Vahit ve Naciye Aygün çiftinin, 2012 yılında yaptığı başvuruyu 10 yıllık bir gecikmeyle bugün karara bağlayan AİHM, Belçika’nın Avrupa İnsan Hakları Sözleşmesi’nin (AİHS) “aile ve özel yaşamın korunmasıyla ilgili 8. maddesiyle, din ve vicdan özgürlüğünün korunmasıyla ilgili 9. maddesinin Belçika tarafından ihlal edildiğine” hükmetti.
Belçika, bu karar uyarınca mahkeme masrafları da içinde olmak üzere 13 bin 460 euro tazminat ödeyecek.

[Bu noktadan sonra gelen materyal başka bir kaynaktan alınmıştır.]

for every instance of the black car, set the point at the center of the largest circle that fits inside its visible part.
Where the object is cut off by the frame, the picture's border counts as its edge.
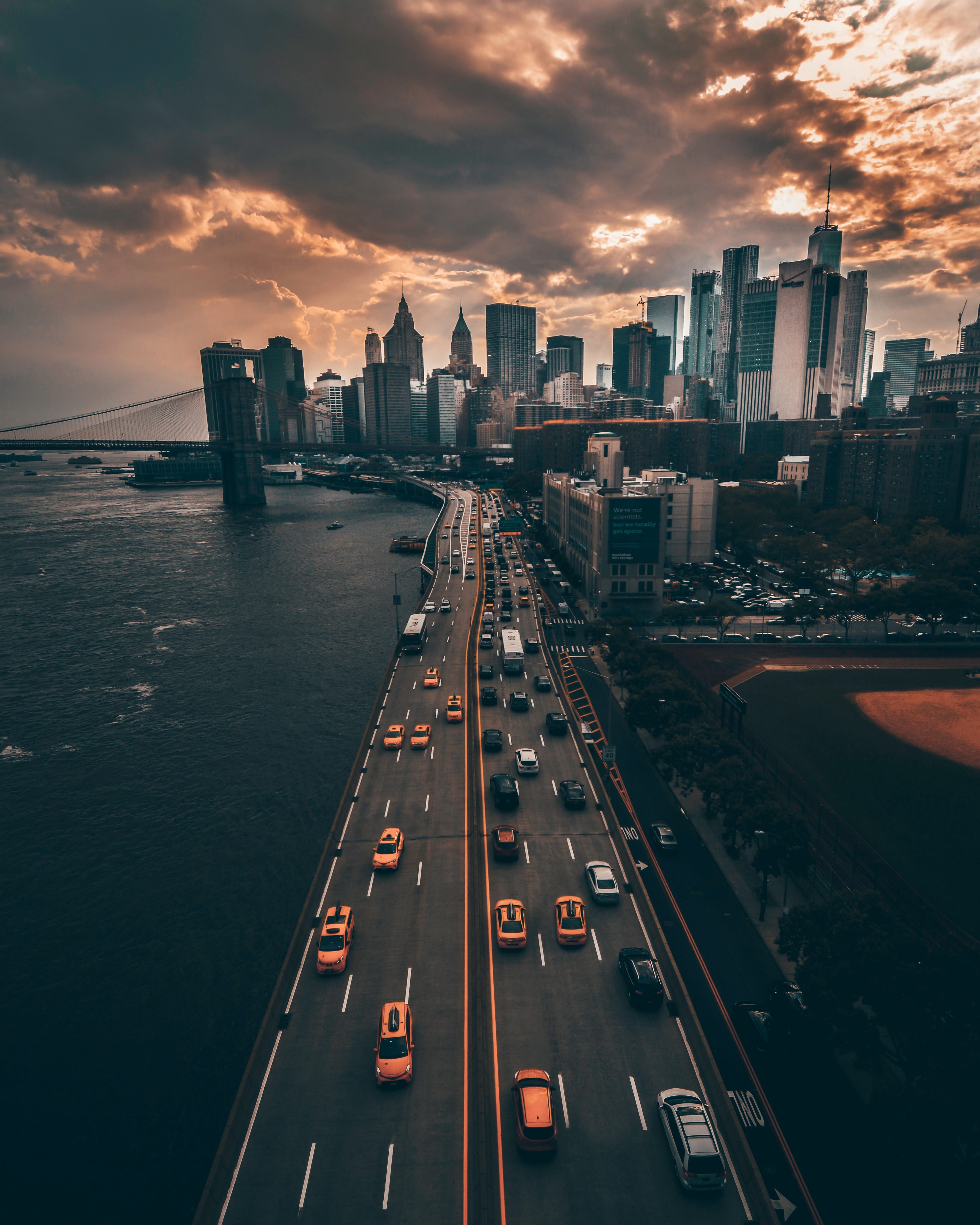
(787, 1006)
(493, 740)
(504, 791)
(754, 1025)
(644, 985)
(573, 793)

Belçikalı sulh hakimi soruşturmayı gerekçe gösterip izin vermemişti
Belçikalı Sulh hakiminin, cinayete kurban giden iki oğluyla ilgili soruşturma sürdüğü gerekçesiyle cenazeleri Türkiye’ye getirememesi üzerine Emirdağlı Aygün çifti, hakkını AİHM’de arama karar almıştı.
Belçikalı sulh hakiminin cinayetle ilgili soruşturmanın sağlıklı yürütülmesi için hemen cenazelerin yurt dışına çıkışına izin vermemesinin anlayışla karşılandığı belirtilen AİHM’in gerekçeli kararında, 2,5 yıl süren soruşturma boyunca Aygün’ün bu kararın değiştirilmesi için yerel mahkemelere başvurma hakkının elinden alınmasının “insan hakları ihlali” teşkil ettiği görüşüne vardı.
Emirdağlı ailenin Belçika’daki hukuk savaşı
Belçika’nın Meulebeke kasabasında yaşayan 1948 doğumlu Vahit ve 1949 doğumlu Naciye Aygün çiftinin iki oğlu, komşuları tarafından 8 Eylül 2010’da silahlı saldırı sonucu hayatını kaybetmişti.
Cinayetle yargılanan komşu, 2014 yılında 29 yıl hapis cezasına çarptırılmıştı.
Türk çiftin, çocuklarını cenazesini Türkiye’ye götürmelerine 24 Eylül 2010’da başlayan ve 4 Nisan 2013 yılında sona eren cinayet soruşturması yüzünden izin verilmemişti.
Belçikalı sulh hakimin, öldürülen iki kişinin kapsamlı otopsilerini tamamlanmasına rağmen Belçika’daki Müslüman mezarlığına gömülmesine izin vermesine rağmen aile, defin işlemlerini Türkiye’de yapılmasını istedikleri gerekçesiyle karşı çıkmıştı.
Türk ailenin Belçikalı yerel mahkemelere yaptıkları başvurular da sonuçsuz kalmıştı.